A speculative proposal. I’m looking for feedback (especially reasons this may be dead-on-arrival).
Here’s the state of things, as I see it:
- LLM providers (OpenAI, Anthropic, Google, Meta, xAI, etc) want more people to use their APIs
- Developers want to develop cool open projects that use LLMs
But LLMs are expensive, so developers face a choice:
- Let user provide their own API keys (BYOK): this is common, esp among smaller projects. However, the developer doesn’t make any money, and so has a smaller incentive to build this kind of software.
- Charge a subscription: this is the dominant model. However, this doesn’t work well
- For projects that have non-Gaussian usage patterns (sporadic, power law, etc)
- For projects that are very simple; it’s a pain for both dev and user to setup a billing system
Overall, this lends the ecosystem towards fewer open, small, composable tools, and more towards larger walled gardens behind a subscription barrier.
So, I propose a simple solution to unify this gap and encourage proliferation of lots of small, useful open source projects: API requests should include a referral header.
How this works (analogous to e.g. Amazon Affiliate Program):
- Developer gets a referral code from an LLM Provider
- Within the open-source project, developer places code in LLM API request header
- End user uses the project with their own API key
- End user is charged the normal $ amount for their usage
- Developer receives credits (for API usage or cash) for some small % of the usage, e.g. 1%.
This seems aligned with incentives of all parties:
- LLM API providers get more traffic
- User experience is unaffected
- Developers of “small but mighty” projects make some $
Largest issues:
- Fraud prevention: while other affiliate/referral programs do exist, it might not work out as well here, or just be too much of a distraction for LLM providers to spend time on.
- Unit economics: the incentive may be too small to meaningfully impact developer choices.
FAQs:
Q: Won’t people build cool tools for the “love of the game” without any expectation of reward?
A: Some people will, but any open-source founder will tell you there is a tension with monetization, which leads many companies to either introduce more limiting licenses, or adopt an open-core approach (with premium features closed).
Q: Why hasn’t this been done with other APIs before?
A: LLM APIs are new in the sense that 1) they are expensive + 2) BYOK is common.
Q: Don’t LLM providers already have a ton of traffic?
A: They are clearly in competition, and many providers are trying to catch up to OpenAI/Anthropic in terms of API use. This proposal would give smaller LLM providers another mechanism to encourage adoption.
Q: Don’t most tools let the end-user choose between models, so the competition point is moot?
A: There are non-zero switching costs (tuning prompts, etc) between models, so this proposal would give stronger incentives for developers to build for providers with high referral credits.
Q: Don’t LLM providers operate at very low gross margins?
A: It does seem like that, but even a small reward could be a strong incentive for developers.
Q: Really? Is this enough money to actually make a difference to developers?
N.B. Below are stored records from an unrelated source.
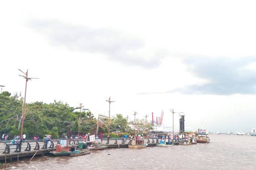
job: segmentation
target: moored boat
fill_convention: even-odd
[[[131,141],[131,144],[128,145],[128,147],[129,148],[133,149],[142,149],[145,148],[147,144],[144,144],[144,141],[142,141],[134,139]]]
[[[208,136],[209,133],[206,130],[198,129],[198,132],[195,132],[195,139],[197,143],[209,143],[210,138]]]
[[[55,156],[70,156],[70,154],[79,153],[80,150],[76,150],[76,145],[69,144],[67,140],[61,140],[60,144],[56,146],[56,150],[51,151],[49,154]]]
[[[132,145],[129,144],[128,145],[128,147],[129,148],[135,148],[135,149],[140,149],[140,148],[145,148],[147,147],[145,144],[136,144],[135,145]]]
[[[90,153],[90,152],[88,150],[82,150],[80,153],[70,153],[70,156],[81,156],[82,155],[87,155]]]
[[[253,128],[251,130],[250,135],[253,136],[256,136],[256,130],[255,130],[255,128]]]
[[[179,144],[179,145],[190,145],[190,144],[191,144],[191,143],[189,143],[189,142],[181,142],[181,143],[180,143]]]
[[[89,150],[104,150],[104,149],[107,148],[108,147],[108,146],[101,146],[99,147],[88,147],[88,149]]]
[[[62,151],[60,152],[56,151],[51,151],[49,153],[54,156],[70,156],[71,154],[79,154],[81,153],[80,150],[76,150],[73,151],[67,152],[66,151]]]
[[[240,130],[239,132],[237,132],[236,133],[236,135],[244,135],[245,134],[245,133],[244,133],[243,132],[242,132],[242,131],[241,130]]]
[[[161,147],[163,147],[163,146],[172,146],[172,144],[157,144],[157,146],[161,146]]]

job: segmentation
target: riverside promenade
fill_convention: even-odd
[[[50,141],[50,144],[47,144],[43,140],[28,140],[23,141],[22,144],[11,144],[11,142],[6,142],[0,141],[0,161],[3,162],[5,160],[8,162],[13,160],[18,160],[22,157],[32,158],[34,155],[40,156],[44,156],[49,152],[54,150],[56,145],[59,144],[61,140],[67,139],[52,139]],[[156,139],[143,139],[144,143],[147,144],[148,146],[156,146],[159,143]],[[78,141],[76,140],[69,141],[70,145],[78,144]],[[91,144],[91,142],[87,142],[87,144]],[[123,139],[110,139],[108,140],[106,138],[102,140],[102,145],[108,146],[108,148],[128,147],[131,144],[131,140],[128,139],[125,140]]]

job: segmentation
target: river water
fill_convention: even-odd
[[[8,164],[7,170],[256,170],[256,136],[210,136],[189,146],[111,149],[75,157],[44,156]]]

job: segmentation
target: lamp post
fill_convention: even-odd
[[[109,128],[110,127],[110,104],[112,102],[115,102],[114,101],[111,101],[110,100],[110,96],[109,96],[109,99],[108,99],[108,100],[106,100],[106,102],[108,102],[109,103],[109,109],[108,110],[108,137],[109,138]]]
[[[134,113],[132,114],[133,115],[134,115],[134,133],[135,133],[135,130],[136,130],[136,115],[138,113],[137,112],[136,112],[136,111],[134,111]]]
[[[171,111],[171,113],[172,113],[172,145],[173,145],[173,139],[174,139],[174,136],[173,136],[173,134],[174,134],[174,113],[178,113],[178,112],[174,112],[174,109],[170,109],[170,110]]]
[[[19,74],[19,76],[24,77],[26,79],[26,85],[25,87],[25,95],[24,97],[24,102],[23,103],[23,107],[22,108],[22,116],[21,116],[21,128],[20,128],[20,139],[22,141],[23,139],[23,126],[24,125],[24,119],[25,116],[25,111],[26,110],[26,87],[27,83],[29,80],[32,80],[32,79],[38,79],[38,78],[29,78],[28,77],[28,70],[27,70],[27,71],[25,73],[22,71],[20,69],[19,69],[22,73],[23,73],[25,76]]]
[[[144,117],[146,118],[146,124],[145,125],[145,131],[146,133],[147,133],[147,117],[148,117],[148,115],[147,115],[146,114],[146,116],[144,116]]]
[[[0,87],[1,87],[1,93],[2,93],[2,90],[3,90],[3,88],[5,87],[5,86],[3,85],[0,85]]]

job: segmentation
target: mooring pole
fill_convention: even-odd
[[[7,150],[7,147],[6,146],[6,150],[5,152],[5,162],[4,164],[4,166],[5,167],[6,167],[6,150]]]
A: For popular projects, yes (hopefully). Users can spend a surprising amount on token-hungry applications - see this user spending $6k/month on Cursor.
Q: How do you prevent fraud/abuse?
A: While it’s easy to detect the obvious case (referral code on same account as API key), it’s difficult to prevent header injection/override, referral rings, etc. It may be necessary to do some combination of 1) eligibility filters (KYC + public repos only), 2) cryptographic signing, 3) heuristics (delayed settlement windows, etc.), or 4) end-user opt-in at the key-level (adds friction, not ideal).